MTA outperformed standard Transformer models in tasks requiring extended context comprehension, such as the Needle-in-the-Haystack and BabiLong benchmarks. In the Needle-in-the-Haystack task with 4K token contexts containing multiple needles, MTA achieved accuracies ranging from 67% to 97.6%, surpassing standard models by substantial margins. These results highlight the potential of MTA for enabling LLMs to efficiently process very long-range dependencies.

在需要扩展上下文理解的任务中，MTA优于标准变压器模型，例如，在海域和Babilong基准测试中。在包含多个针头的4K令牌上下文的《针线中的针刺》任务中，MTA的准确性范围从67％到97.6％，超过了大量利润。这些结果突出了MTA使LLM有效处理非常长期依赖性的潜力。

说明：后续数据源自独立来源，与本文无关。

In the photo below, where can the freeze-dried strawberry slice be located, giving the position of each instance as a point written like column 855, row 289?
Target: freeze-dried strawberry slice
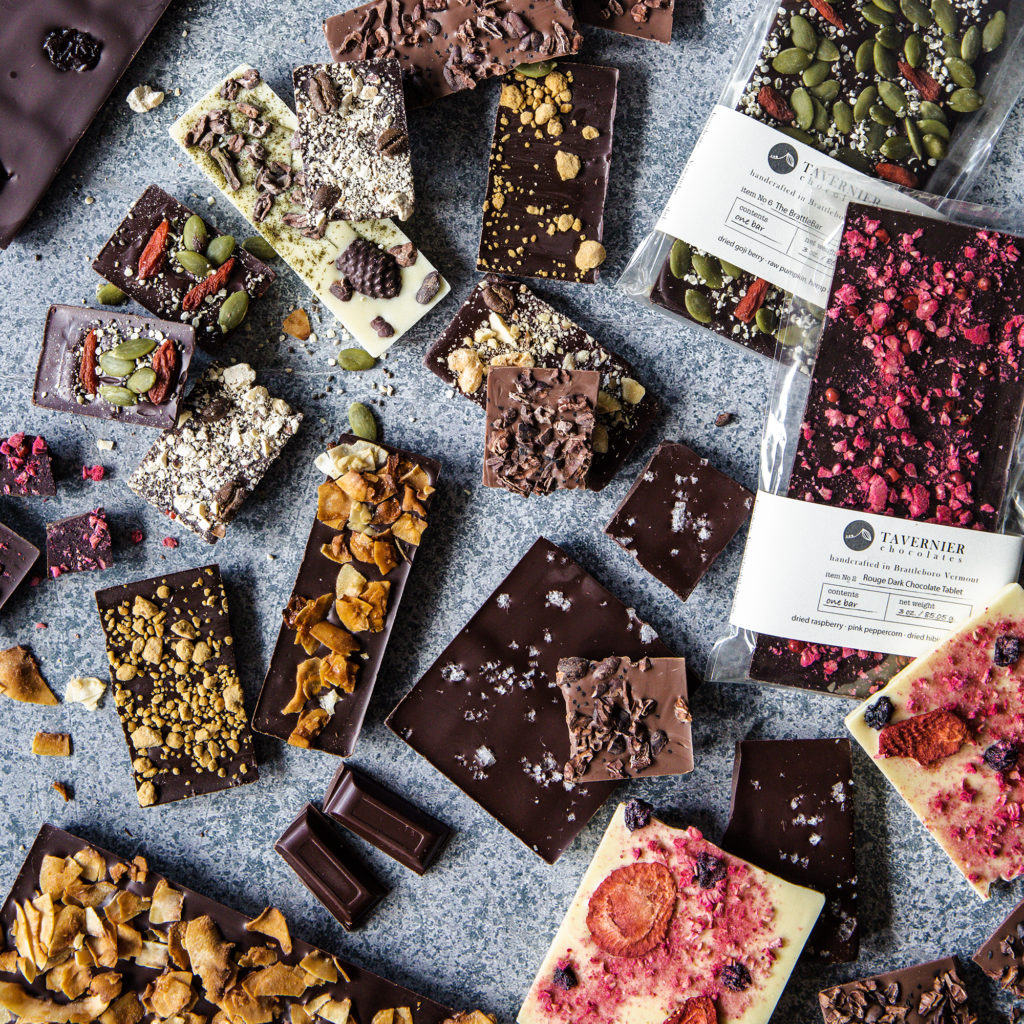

In summary, Multi-Token Attention (MTA) presents a refined advancement in attention mechanisms by addressing fundamental limitations of traditional single-token attention. Leveraging convolutional operations to concurrently integrate multiple query-key interactions, MTA enhances the ability of language models to handle intricate contextual dependencies.

总之，通过解决传统的单一注意的基本局限性，多句话注意（MTA）在注意机制方面提出了精致的进步。 MTA利用卷积操作同时整合了多个查询键交互，增强了语言模型处理复杂的上下文依赖性的能力。

These methodological improvements facilitate more precise and efficient performance, particularly in scenarios involving complex token interactions and long-range contextual understanding. Through targeted modifications to standard attention mechanisms, MTA contributes meaningfully to the evolution of more sophisticated, accurate, and computationally efficient language models.

这些方法学的改进有助于更精确，更有效的性能，尤其是在涉及复杂的令牌互动和远程上下文理解的情况下。通过针对标准注意机制的有针对性的修改，MTA对更复杂，准确和计算有效的语言模型的演变有意义地贡献。